The final third of the film, as soon as they disembark from the aforementioned train, becomes a fan-made Austin Powers parody. For all the self-seriousness of the surveillance politicking, its culmination feebly echoes the dangerous utilitarianism of Watchmen and our own NSA. The superficial commentary can be boiled down to the opposing sides of the argument: invasion of privacy vs. preemptive prevention. That’s as far as we get. But juxtaposed with Christoph Waltz’s maniacal performance as the main villain, the limply relevant plot surrounding and supposedly supporting his character feels completely insufficient. Not to mention his beef towards Bond seems totally foreign to the generically convoluted logic of the rest of the plot. We go from point A to point B and suddenly Waltz has tied us to some railroad tracks, twirling his mustache and cackling.

The romantic developments inside Waltz’s evil lair come fast and unmotivated, finishing with a literally handheld escape that looks as goofy as Mike Myers in a frilly shirt stopping to pick off a few henchmen with a pistol as the building explodes around him.

After those zany theatrics, the main plot must be resolved in the lamest, easiest, least dramatic way possible. Bond runs through an on-the-nose metaphor for aging while M and the rest of the crew hack a computer. Yes, this is basically the same final act as Furious 7. And yes, Furious 7 does it much, much better. Which is saying something.


I walked out of Spectre thinking one thing: I should buy a black turtleneck. When you walk out of a James Bond movie thinking that, you know it’s done something right. For as much as this movie tries to make being a professional killer seem like a painful, distancing, lonesome profession, Spectre and Daniel Craig succeed in bringing Bond back to basics. And that means it nurses your inclination to covet. Not necessarily the gadgets or the cars or the ability to take a life, but the confidence that goes along with them – or walking away from them.

Martinis shaken, widows of your enemies seduced, supervisors cheekily chastised, and girls gotten, Craig’s Bond reaches peak 007 in his own unique way.
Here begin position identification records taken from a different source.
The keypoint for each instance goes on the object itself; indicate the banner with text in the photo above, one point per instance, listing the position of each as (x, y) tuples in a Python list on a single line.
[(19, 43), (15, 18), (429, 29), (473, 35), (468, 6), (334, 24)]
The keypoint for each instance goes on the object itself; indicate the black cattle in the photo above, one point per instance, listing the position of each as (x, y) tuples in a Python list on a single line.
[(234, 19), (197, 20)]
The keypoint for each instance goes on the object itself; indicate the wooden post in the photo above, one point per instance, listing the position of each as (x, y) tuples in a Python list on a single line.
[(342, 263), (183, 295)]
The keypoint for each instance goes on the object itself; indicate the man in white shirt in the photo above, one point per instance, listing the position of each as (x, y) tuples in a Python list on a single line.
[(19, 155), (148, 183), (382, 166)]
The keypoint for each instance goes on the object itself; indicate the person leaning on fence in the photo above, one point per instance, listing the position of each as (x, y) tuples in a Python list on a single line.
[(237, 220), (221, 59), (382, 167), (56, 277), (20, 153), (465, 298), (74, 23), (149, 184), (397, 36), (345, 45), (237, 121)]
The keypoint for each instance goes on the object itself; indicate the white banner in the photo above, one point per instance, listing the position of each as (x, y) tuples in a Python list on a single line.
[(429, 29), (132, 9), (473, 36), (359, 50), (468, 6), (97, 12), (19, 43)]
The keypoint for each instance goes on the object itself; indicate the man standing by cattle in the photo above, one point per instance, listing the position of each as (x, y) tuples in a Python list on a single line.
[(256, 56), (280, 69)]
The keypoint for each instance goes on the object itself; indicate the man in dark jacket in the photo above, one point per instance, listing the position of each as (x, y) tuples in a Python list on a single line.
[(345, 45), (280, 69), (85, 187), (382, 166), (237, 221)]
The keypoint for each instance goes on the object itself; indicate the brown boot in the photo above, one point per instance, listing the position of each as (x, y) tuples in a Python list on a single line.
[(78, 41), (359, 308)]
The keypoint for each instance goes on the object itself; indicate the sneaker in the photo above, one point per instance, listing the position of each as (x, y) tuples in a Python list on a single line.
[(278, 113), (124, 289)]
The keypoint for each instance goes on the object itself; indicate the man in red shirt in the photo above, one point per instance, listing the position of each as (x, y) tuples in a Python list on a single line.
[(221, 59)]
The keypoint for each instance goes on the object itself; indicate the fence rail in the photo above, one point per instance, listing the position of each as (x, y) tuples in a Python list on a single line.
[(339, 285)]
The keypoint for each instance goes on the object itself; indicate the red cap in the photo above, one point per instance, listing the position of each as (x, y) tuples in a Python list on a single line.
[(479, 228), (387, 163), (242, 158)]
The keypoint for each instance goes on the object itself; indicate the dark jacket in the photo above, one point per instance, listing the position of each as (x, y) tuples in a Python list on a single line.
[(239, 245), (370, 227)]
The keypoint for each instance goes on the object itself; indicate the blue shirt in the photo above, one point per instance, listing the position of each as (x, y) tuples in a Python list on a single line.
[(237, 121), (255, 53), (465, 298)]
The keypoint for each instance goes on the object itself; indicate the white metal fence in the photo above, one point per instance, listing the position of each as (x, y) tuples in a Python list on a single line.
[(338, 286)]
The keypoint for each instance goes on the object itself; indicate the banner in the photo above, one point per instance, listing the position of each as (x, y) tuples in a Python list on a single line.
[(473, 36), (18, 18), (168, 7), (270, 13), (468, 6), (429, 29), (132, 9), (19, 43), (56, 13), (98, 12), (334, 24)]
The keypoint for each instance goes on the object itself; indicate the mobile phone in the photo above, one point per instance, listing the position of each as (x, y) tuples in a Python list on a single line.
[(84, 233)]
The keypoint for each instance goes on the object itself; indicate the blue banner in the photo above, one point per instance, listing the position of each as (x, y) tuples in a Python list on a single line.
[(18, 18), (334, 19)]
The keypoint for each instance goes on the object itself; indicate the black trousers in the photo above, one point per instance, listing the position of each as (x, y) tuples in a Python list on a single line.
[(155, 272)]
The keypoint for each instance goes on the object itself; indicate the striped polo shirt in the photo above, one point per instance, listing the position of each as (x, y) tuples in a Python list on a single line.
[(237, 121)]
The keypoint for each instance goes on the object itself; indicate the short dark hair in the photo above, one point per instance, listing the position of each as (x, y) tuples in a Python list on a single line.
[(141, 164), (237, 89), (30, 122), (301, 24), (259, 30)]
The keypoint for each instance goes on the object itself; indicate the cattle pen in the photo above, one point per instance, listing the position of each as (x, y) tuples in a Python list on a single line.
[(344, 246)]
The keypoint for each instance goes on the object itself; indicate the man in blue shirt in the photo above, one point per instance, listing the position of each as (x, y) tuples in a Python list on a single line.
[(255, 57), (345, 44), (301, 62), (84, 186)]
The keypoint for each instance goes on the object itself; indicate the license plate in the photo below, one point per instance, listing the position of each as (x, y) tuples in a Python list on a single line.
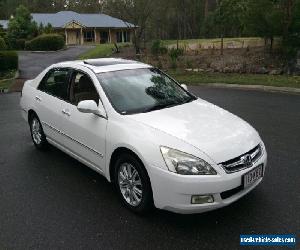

From brutal, brooding warrior to a man hiding passion behind a blank facade. Bond movies are never about the plot, they’re about the Bond. Spectre finally sees its star join the ranks of classic 007s by spitting in the face of the series’s misanthropy and misogyny with the emotional indemnity of a romantic hero.

Spectre sets you up with the conventional coolness of James Bond, complete with a fanatic’s plethora of homages, only so you have a reference for exactly how much Bond is willing to sacrifice for love. For all the chases and fights, Bond really just has some romantic and psycho-sexual issues to work through, and the best thing about Spectre is that it allows this Bond to unfold before us in the context of a conventional action movie.

Even if it’s not perfect, the fact that the ride we go on with this Bond is almost as cheeky and self-assured as its star is consolation enough.